The Dane G. Hansen Foundation awarded Miltonvale EMS a grant for $43,000 to purchase a new Stryker Power Load and Cot system. A Stryker Power load system not only raises the cot up and down, but it also loads the patient into the ambulance with very little assistance from an EMS professional. The weight of a patient can be challenging to load with two people or less and more often than not with the old system additional assistance was necessary to load a patient. This new equipment is safer for the patient and the personnel.
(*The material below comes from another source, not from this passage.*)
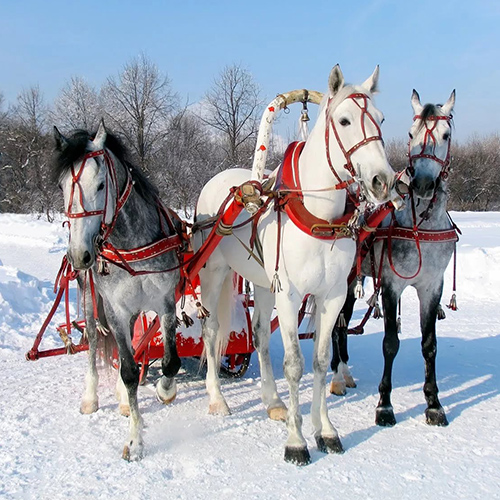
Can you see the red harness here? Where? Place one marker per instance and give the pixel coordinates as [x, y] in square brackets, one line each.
[122, 258]
[429, 136]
Miltonvale EMS would like to thank the Dane G. Hansen Foundation for the generous gift that will make patient care safer for the communities they serve.

Nemaha County EMS

Nemaha County EMS participated in a joint active shooter exercise at Nemaha Central schools.  EMS components stressed in the exercise were focused on triage, transportation coordination, and wait times of mutual aid resources.  Additional exercise participants included Seneca Police, Nemaha County Sheriff, Dispatch and Emergency Management, Seneca Police, Kansas Highway Patrol, Nemaha Valley Community Hospital, and staff and students of Nemaha Central.  After the exercise, NCEMS trained over 70 school staff in Stop The Bleed.

North Central Kansas Critical Care Support Team Available

Personnel from several North Central Kansas area emergency response organizations and communities serve on a Critical Incident Stress Management Team and are available to respond to requests for service throughout the region, including Clay, Cloud, Dickinson,  Ellsworth, Jewell, Lincoln, Marshall, Mitchell, Osborne, Ottawa, Pottawatomie, Republic, Riley, Saline, Smith, and Washington counties, and can be deployed to other areas upon request.
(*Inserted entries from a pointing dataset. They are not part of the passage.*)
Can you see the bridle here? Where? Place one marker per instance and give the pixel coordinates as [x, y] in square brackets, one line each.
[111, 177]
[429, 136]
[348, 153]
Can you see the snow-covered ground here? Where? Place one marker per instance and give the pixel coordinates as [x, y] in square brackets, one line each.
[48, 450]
Team members serve on a volunteer basis and are available to assist with and provide crisis response services, intervention, and follow-up care as necessary. Team members include current and former EMS, fire, law enforcement, hospital staff, chaplains, and other emergency responders, and can provide peer to peer support as a group or one-to-one basis.

The team also partners with the 10-33 Foundation, a non-profit organization founded in California with six regional offices, whose mission is to provide stress management training and crisis intervention services, as well as follow-up care, to first responder professions, military members, and their families.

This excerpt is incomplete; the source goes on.